- Chyba muszę zgłosić wymuszenie rozbójnicze - żartuje więcborczanin. - Nie wiem czemu, ale moich śmieci nie chcą zabierać. Wystawiam je za bramę, ale pracownicy zapomnieli zabrać. A opłatę muszę uiścić do końca miesiąca. Płacę za usługę, której nie otrzymałem. I muszę to zrobić.
Do tego jak podkreśla Czytelnik, wiele jest rodzin ze wsi, które na śmieci wydać muszą ostatnie pieniądze. - Znam taką wielodzietną rodzinę, która płaci 106 zł - mówi. - Na chleb nie mają, ale za śmieci zapłacić muszą. I co oni mają zrobić?
W Zakładzie Gospodarki Komunalnej przyznają, że takie przypadki miały sporadycznie miejsce, ale radzą od razu interweniować i dzwonić, a śmieci zostaną zabrane. Przypominają też, że pracownicy nie mają prawa wejść na posesję, więc worki trzeba wystawiać na ulicę.
Natomiast jeśli chodzi o opłaty, poprosiliśmy o komentarz przewodniczącego Rady Miejskiej. - Te pół roku traktujemy bardziej doświadczalnie - mówi Józef Kujawiak. - Dopiero po tym czasie znane będą realne koszty. Nowe stawki ustalane będą dopiero na sesji w przyszłym roku.
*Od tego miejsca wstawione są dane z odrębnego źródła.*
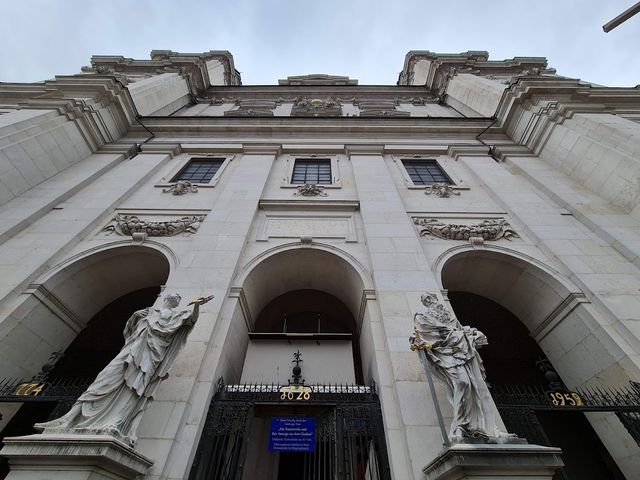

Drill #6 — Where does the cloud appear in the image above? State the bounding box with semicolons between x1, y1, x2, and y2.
0;0;638;86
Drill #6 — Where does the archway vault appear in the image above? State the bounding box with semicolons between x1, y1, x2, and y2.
231;242;374;335
0;243;171;379
435;245;586;342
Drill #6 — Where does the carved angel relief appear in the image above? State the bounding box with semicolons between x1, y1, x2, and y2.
104;214;205;237
413;218;519;241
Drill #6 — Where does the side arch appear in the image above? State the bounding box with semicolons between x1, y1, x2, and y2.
433;244;584;336
0;243;171;379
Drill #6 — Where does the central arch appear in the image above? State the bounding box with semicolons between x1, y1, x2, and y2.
190;244;391;480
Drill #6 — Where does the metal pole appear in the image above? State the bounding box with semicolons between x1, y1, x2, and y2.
419;349;451;448
603;2;640;32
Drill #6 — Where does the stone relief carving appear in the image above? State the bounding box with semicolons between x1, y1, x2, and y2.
424;183;460;198
224;99;277;117
409;293;515;441
413;218;519;241
293;184;328;197
292;96;342;117
356;98;410;117
35;293;214;444
162;180;198;195
104;214;205;237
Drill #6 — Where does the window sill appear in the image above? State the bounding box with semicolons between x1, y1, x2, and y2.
281;182;342;189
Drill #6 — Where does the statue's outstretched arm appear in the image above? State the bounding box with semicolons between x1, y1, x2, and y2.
186;294;214;325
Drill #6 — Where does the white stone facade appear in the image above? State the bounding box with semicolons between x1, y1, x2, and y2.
0;50;639;480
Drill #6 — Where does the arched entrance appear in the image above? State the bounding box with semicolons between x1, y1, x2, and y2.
0;245;170;478
190;245;390;480
440;248;638;479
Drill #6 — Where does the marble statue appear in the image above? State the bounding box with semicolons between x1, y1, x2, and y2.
35;293;214;445
410;292;511;442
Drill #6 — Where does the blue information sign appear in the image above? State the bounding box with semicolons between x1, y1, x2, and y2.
268;417;316;452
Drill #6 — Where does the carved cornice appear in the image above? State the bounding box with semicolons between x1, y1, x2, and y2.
398;50;550;90
0;75;139;151
86;50;241;94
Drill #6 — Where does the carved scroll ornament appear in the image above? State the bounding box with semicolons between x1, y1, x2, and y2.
414;218;518;241
424;183;460;198
162;180;198;195
104;214;205;237
294;184;328;197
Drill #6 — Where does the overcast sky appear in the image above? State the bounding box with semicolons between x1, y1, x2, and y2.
1;1;638;87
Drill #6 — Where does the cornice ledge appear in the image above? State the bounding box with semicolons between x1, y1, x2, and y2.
259;199;360;210
447;145;492;160
139;143;182;158
97;144;141;158
491;145;532;161
383;144;450;155
281;144;345;154
241;143;282;155
345;144;385;156
181;143;244;153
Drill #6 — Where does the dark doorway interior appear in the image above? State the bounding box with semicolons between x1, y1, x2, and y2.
254;289;363;384
448;291;626;480
0;286;160;479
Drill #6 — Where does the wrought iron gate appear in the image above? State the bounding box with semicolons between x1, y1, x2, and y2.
188;380;392;480
492;381;640;447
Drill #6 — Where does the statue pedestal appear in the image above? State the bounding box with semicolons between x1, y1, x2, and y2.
422;443;563;480
0;433;153;480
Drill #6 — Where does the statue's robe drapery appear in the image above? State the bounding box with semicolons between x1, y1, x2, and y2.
36;306;194;444
415;312;499;439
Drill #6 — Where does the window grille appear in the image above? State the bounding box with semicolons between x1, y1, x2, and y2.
401;160;452;185
172;159;224;184
291;159;332;184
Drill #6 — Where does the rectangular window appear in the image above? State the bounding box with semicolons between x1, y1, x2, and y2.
291;159;332;185
172;158;224;184
401;160;452;185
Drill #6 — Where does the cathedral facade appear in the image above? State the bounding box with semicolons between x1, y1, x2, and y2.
0;50;639;480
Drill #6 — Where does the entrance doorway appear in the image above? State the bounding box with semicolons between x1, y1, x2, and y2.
188;381;391;480
448;291;626;480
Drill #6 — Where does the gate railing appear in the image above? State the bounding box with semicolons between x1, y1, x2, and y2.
189;378;391;480
491;381;640;447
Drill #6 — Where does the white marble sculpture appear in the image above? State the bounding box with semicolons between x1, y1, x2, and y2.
35;293;214;445
410;293;511;442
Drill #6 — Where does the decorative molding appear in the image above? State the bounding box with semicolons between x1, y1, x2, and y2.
424;183;461;198
103;214;205;237
356;289;377;337
162;180;198;195
530;293;589;343
25;284;85;333
257;213;357;243
413;217;519;241
228;287;254;332
292;96;342;117
259;199;359;211
294;184;328;197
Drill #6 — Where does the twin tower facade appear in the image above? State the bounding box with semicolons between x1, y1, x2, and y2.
0;50;639;480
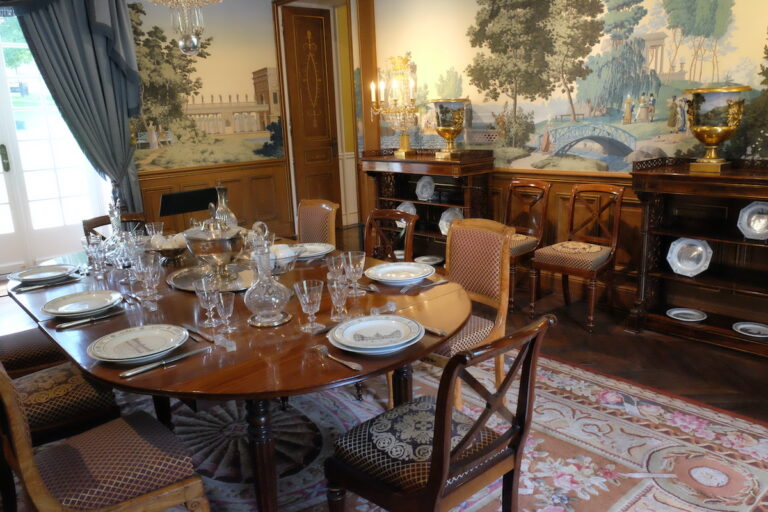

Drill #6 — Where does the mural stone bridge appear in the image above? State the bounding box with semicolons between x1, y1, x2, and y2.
550;123;637;157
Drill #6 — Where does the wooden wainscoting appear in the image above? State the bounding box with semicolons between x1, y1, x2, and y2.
491;169;641;310
138;160;294;236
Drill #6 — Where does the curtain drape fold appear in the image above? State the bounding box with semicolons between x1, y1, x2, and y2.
14;0;143;211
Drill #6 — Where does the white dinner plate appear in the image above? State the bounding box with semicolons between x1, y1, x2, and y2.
415;176;435;201
415;255;444;266
364;262;435;285
666;308;707;322
733;322;768;338
737;201;768;240
294;243;335;260
42;290;123;318
9;264;77;283
87;324;189;363
438;207;464;236
332;315;423;350
327;332;424;355
666;238;712;278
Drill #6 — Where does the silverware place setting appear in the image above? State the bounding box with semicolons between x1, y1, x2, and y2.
399;279;449;294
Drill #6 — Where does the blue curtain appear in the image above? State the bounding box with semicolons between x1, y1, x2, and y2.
11;0;143;211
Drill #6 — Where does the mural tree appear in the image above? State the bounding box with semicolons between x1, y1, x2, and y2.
465;0;552;143
435;67;463;99
546;0;604;121
603;0;647;43
663;0;734;83
128;2;212;144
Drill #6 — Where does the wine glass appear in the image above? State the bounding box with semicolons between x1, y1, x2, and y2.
145;221;164;236
327;277;349;322
342;251;366;297
86;235;107;280
217;291;237;333
293;279;324;333
194;277;219;328
325;254;345;280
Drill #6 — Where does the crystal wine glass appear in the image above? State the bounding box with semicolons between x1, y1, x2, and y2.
325;253;345;280
327;277;349;322
293;279;324;333
194;277;219;328
342;251;366;297
217;291;237;333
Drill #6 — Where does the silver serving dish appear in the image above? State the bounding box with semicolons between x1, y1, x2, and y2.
666;238;712;277
166;264;255;292
737;201;768;240
184;218;244;284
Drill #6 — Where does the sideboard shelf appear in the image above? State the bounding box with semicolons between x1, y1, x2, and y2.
630;157;768;356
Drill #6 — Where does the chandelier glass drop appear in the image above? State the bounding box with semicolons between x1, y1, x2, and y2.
149;0;222;56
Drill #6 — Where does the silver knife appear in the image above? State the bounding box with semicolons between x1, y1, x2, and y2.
55;309;125;331
180;323;214;343
14;277;82;293
119;346;211;378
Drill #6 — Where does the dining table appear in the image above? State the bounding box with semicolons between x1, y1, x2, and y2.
8;253;471;512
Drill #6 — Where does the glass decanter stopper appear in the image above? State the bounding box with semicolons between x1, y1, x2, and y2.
244;239;292;327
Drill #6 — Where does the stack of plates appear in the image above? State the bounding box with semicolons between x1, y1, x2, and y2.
87;325;189;364
294;243;335;260
364;262;435;285
42;290;123;318
9;264;78;285
327;315;424;355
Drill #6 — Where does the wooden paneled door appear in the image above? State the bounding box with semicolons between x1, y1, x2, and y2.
282;6;342;208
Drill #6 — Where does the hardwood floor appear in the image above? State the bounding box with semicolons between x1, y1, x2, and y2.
510;288;768;424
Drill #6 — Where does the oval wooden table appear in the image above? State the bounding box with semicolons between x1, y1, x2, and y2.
10;258;471;512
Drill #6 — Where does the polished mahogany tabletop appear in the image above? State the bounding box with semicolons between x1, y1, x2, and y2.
11;259;471;401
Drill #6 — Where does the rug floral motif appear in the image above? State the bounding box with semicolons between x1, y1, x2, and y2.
24;356;768;512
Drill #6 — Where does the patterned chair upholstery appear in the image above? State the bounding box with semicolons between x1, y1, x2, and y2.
530;184;624;332
325;316;555;512
503;179;552;311
297;199;340;246
0;362;209;512
0;328;65;379
424;219;514;403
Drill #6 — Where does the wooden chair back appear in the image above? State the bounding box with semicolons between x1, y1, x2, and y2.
504;178;551;242
82;213;147;239
429;315;555;506
363;208;418;262
566;184;624;250
297;199;340;246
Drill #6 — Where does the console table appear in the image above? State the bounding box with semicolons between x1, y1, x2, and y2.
629;157;768;356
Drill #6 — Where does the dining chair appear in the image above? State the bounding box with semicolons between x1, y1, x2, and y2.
423;218;514;407
363;208;419;262
297;199;340;246
0;299;65;379
325;315;555;512
0;362;209;512
503;179;551;311
82;212;147;239
529;183;625;332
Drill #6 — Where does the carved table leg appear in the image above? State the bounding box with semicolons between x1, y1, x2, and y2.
246;399;278;512
392;364;413;406
153;395;173;430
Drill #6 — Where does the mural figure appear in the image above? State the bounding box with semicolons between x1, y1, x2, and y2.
667;95;678;132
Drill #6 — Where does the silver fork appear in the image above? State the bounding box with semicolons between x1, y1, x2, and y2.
400;279;449;294
312;345;362;371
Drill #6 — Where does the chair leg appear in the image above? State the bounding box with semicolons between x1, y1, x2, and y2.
327;486;347;512
508;263;517;311
494;354;505;387
354;382;364;401
586;278;597;333
529;268;539;319
0;451;17;512
153;395;173;430
386;371;395;410
454;383;464;410
502;469;515;512
561;274;570;305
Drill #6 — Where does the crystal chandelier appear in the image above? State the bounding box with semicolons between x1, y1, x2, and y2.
149;0;222;56
370;55;419;158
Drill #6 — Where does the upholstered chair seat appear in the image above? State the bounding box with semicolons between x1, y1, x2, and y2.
533;241;611;270
433;314;494;358
333;395;499;491
508;233;539;257
0;330;64;379
36;412;197;510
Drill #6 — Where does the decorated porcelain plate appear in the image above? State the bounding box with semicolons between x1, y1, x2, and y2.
737;201;768;240
415;255;444;266
364;262;435;285
415;176;435;201
733;322;768;338
9;264;77;283
438;207;464;236
294;243;335;260
333;315;423;349
395;201;417;228
87;324;189;363
666;238;713;277
666;308;707;322
42;290;123;318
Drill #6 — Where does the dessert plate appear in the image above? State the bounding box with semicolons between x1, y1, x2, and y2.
733;322;768;338
42;290;123;318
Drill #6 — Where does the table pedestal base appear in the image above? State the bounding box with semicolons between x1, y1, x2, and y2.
246;399;278;512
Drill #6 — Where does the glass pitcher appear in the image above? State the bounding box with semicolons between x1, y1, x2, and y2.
243;227;292;327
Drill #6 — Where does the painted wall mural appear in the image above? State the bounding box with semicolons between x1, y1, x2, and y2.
129;1;282;172
374;0;768;172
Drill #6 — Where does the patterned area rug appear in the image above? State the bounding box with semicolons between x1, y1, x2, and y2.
15;357;768;511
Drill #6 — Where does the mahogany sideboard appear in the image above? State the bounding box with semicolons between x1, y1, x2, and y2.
629;157;768;356
360;149;494;258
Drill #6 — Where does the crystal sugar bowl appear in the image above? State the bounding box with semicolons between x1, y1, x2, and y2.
244;234;292;327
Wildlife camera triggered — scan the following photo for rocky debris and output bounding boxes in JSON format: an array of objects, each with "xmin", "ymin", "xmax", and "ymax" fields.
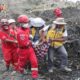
[{"xmin": 0, "ymin": 5, "xmax": 80, "ymax": 80}]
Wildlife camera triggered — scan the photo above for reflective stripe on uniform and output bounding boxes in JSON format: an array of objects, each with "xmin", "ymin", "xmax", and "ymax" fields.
[{"xmin": 31, "ymin": 68, "xmax": 38, "ymax": 71}]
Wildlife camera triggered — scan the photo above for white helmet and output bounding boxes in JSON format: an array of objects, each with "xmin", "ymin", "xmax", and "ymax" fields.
[
  {"xmin": 30, "ymin": 17, "xmax": 45, "ymax": 27},
  {"xmin": 1, "ymin": 19, "xmax": 8, "ymax": 23},
  {"xmin": 8, "ymin": 19, "xmax": 16, "ymax": 24},
  {"xmin": 29, "ymin": 17, "xmax": 35, "ymax": 27}
]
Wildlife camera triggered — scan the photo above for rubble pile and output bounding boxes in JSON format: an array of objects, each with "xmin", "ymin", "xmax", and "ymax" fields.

Mam świadomość, że jak ktoś ma do wyboru zapłacić za śmieci, albo za chleb, to wybierze chleb.
Kujawiak radzi, aby w takiej sytuacji pisać pismo do burmistrza o umorzenie opłaty.
- Zapraszam też do biura rady - mówi. - Jestem codziennie od godz. 8 do 12. Postaramy się pomóc.